Although the Court reached the same ultimate result as the Third Circuit, it rejected the Third Circuit’s conclusion that the school lacked the authority to regulate student speech off campus  in any circumstance. “Unlike the Third Circuit, we do not believe the special characteristics that give schools additional license to regulate student speech always disappear when a school regulates speech that takes place off campus,” Justice Stephen Breyer noted in the majority opinion. “The school’s regulatory interests remain significant in some off-campus circumstances.”

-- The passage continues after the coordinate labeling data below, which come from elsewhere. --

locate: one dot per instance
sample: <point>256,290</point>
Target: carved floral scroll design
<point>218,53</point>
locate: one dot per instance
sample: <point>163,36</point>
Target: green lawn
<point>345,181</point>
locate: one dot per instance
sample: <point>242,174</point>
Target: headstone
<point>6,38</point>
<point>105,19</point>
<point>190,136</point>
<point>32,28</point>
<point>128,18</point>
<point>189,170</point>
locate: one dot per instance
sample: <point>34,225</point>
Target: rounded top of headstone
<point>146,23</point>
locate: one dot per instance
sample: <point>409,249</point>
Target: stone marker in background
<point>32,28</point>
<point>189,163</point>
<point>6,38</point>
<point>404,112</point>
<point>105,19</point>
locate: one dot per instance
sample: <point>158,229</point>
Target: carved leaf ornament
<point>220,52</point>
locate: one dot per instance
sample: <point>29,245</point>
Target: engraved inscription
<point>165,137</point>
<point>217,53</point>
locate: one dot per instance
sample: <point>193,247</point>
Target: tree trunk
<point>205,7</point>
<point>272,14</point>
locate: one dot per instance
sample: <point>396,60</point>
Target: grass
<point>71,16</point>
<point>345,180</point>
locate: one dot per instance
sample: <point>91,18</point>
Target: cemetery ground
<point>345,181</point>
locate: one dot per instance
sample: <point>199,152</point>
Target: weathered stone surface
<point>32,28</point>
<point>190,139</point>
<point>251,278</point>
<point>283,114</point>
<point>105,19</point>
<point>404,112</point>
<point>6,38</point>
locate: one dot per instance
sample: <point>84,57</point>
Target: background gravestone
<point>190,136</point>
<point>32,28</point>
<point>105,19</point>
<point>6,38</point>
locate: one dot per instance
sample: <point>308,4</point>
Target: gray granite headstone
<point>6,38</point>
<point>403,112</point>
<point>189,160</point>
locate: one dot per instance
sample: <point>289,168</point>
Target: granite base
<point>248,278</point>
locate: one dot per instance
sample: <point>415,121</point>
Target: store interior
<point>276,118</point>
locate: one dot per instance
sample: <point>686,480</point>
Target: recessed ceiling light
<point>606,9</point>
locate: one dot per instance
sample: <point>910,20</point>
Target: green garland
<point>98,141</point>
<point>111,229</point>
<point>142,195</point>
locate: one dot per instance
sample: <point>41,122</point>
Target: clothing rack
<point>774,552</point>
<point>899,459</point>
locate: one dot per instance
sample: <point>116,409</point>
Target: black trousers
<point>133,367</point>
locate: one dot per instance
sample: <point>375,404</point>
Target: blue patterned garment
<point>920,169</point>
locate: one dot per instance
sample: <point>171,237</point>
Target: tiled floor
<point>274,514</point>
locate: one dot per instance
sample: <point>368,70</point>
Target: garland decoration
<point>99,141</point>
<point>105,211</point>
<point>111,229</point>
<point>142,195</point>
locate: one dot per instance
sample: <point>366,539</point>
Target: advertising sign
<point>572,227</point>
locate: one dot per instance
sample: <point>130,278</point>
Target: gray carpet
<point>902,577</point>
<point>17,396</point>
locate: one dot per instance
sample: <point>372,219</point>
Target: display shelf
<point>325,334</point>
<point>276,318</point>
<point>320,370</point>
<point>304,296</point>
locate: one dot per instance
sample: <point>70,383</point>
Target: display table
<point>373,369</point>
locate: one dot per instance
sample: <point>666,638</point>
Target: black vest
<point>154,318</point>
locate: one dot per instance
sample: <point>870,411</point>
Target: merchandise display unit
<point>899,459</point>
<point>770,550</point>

In reaching its conclusion, the Court primarily addressed its ruling in Tinker v. Des Moines Independent Community School District from 1969, in which the Court ruled in a landmark decision that a school can only interfere with student speech if it “substantially disrupts” school operations. However, the Court did not delve into where to draw the line on what type of speech qualifies as such that can be considered “substantially disruptive” off campus. Instead, the Court highlighted three features of off campus speech that often, “even if not always”, diminish a school’s latitude to regulate such speech: 1) “Geographically speaking” off campus speech generally is considered parental responsibility, rather than  a school’s responsibility, 2) a school’s inability to regulate a student’s speech 24/7, particularly regarding speech relating to politics and religions, and 3) a school’s interest in protecting “unpopular speech” particularly when it takes place off campus, to protect the “marketplace of ideas”.

In the specific circumstances of the case, the Court emphasized that the school failed to prove that the student’s off campus speech at issue caused a “significant disruption” of classes or extracurricular activities.  The “vulgar” messages were sent on a social media platform that only preserves communications for 24 hours, sent to a “select group of “friends””, and only spread through rumors by other students.  The disruption/lack of morale such messages may have caused to the student’s fellow classmates and teammates could have more effectively been mitigated by the school administration “quelling” the discussion and promoting positive speech, rather than suspending the student from extracurricular activities. “If today’s decision teaches any lesson, it must be that the regulation of many types of off-premises student speech raises serious First Amendment concerns, and school officials should proceed cautiously before venturing into this territory”, Justice Breyer concluded.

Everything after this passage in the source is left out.